Poder sin límites

Crítica de David Obarrio - Cinemarama

Tu corazón se abrirá. Tal vez

En Poder sin límites hay algunas escenas que son hermosas de verdad: los tres jóvenes amigos que acaban de adquirir poderes sobrenaturales de casualidad –la cosa es que están paveando en una fiesta y se encuentran, en un terreno cerca de la casa, con un pozo en el que se meten sin ningún motivo y del cual salen como transfigurados, al principio sin darse cuenta– están jugando. En realidad no saben qué hacer con eso que les tocó de repente, esa capacidad nueva que parece venida de otro mundo, así que juegan: se tiran pelotitas los unos a los otros y las hacen detener en el aire antes de que les golpeen la cara, mueven cosas por el aire en el supermercado y las cargan en carritos ajenos; el chico negro del grupo cambia un auto de un lugar al otro del estacionamiento del shopping sin tocarlo, con el único fin de poder observar desde la distancia el desconcierto de la dueña cuando llega con los paquetes (“Sí, señora, esta vez sí que fue el negro”, dice uno de los amigos. Gran chiste). Más tarde se empiezan a elevar varios metros por sobre sus cabezas: como tantas veces, la fantasía realizada del acto de volar en el cine es un momento de intensidad y de regocijo particulares. Pero de pronto, sin ninguna escena de preparación en el medio que muestre de manera rutinaria el progreso, esos chicos aparecen enfundados en atuendos como para soportar una helada y se deslizan con gritos de júbilo a través de un paisaje embriagador de nubes que parecen dibujadas sobre un azul violento.

El director debutante Josh Trank parece decidido a desplegar con especial cariño y dedicación la veloz emoción de secuencias como esas, grabándolas también en la cabeza del espectador para que este pueda a su vez atesorarlas, como una cifra oculta personal, un abracadabra de calor y felicidad velados cuya radiante evidencia se expande con discreción por los planos de la primera parte de película. Quizá a modo de contrapunto con la desdicha del personaje central, el más retraído y triste de los amigos. Es que como un reverso de ese ballet del aire y la luz, Poder sin límites presenta con pantallazos oscuros la vida doméstica de Andrew, el nerd que usa su cámara de video como talismán y registra todo lo que se le cruza por delante. La madre se muere de cáncer, desahuciada en su propia cama, y el padre resulta ser una piltrafa humana, desempleado crónico, abusivo y alcohólico que se desquita de su frustración moliendo cada tanto a palos a su hijo.

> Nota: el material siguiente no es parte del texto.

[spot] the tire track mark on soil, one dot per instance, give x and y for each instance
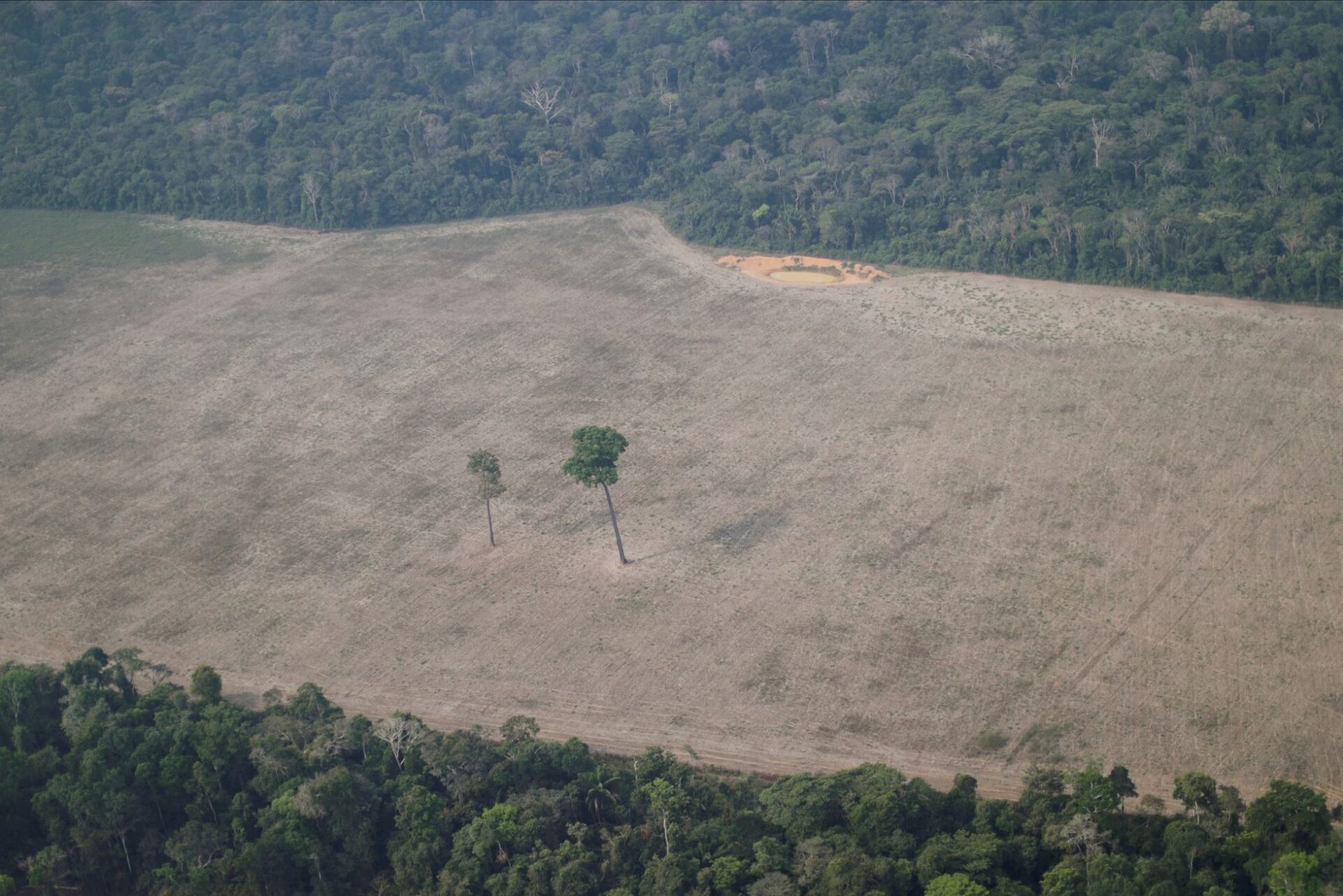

Poder sin límites es un cuento moderno que abreva en imágenes y situaciones ritualizadas para barajar de nuevo las cartas todo lo que se pueda y extraer de allí combinaciones modestamente originales. El director hace gala de un sentido poético genuino en la precisa fluidez de las situaciones de corte fantástico de la película, que se alternan y se integran con el realismo descarnado de las golpizas y de las escenas con la madre moribunda, así como en la descripción de las andanzas de los tres chicos cuya amistad parece doblarse sobre una progresión de malos entendidos, desconfianza mutua y violencia absurda.

Andrew está marcado a fuego por sus vivencias cotidianas, y la oscuridad creciente de la película no proviene de un dilema moral convenientemente irresuelto –el clásico “cómo administrar un poder para el que no se está preparado”– sino de un puñado de situaciones primordiales originadas en esa organización dudosa llamada familia. Pero lo notable es que la película rehuye cualquier ostentación de psicología al paso. En cambio, prefiere fluir con serena austeridad y el empuje de una constante vibración secreta que hace temblar los planos con el eco de una adorable banalidad: Andrew no se integra al mundo porque se devora a sí mismo por dentro. El encuentro entre el chico y una dimensión externa que esté más allá de sus dos amigos (las chicas, por ejemplo, a las que mira con recelo y devoción) se da como un estallido, la escenificación en términos de gran espectáculo –con modales de cine catástrofe incluidos en los tramos finales– de un sustrato recóndito e intransferible de dolor. En Poder sin límites el poder no tiene la consistencia de una imposición trágica sino el de una fatalidad sin trascendencia ni destino. La belleza casi incandescente que el director sabe imprimirles a los momentos felices de la película constituye, acaso, el frágil consuelo de un mundo que no guarda esperanzas de ser redimido.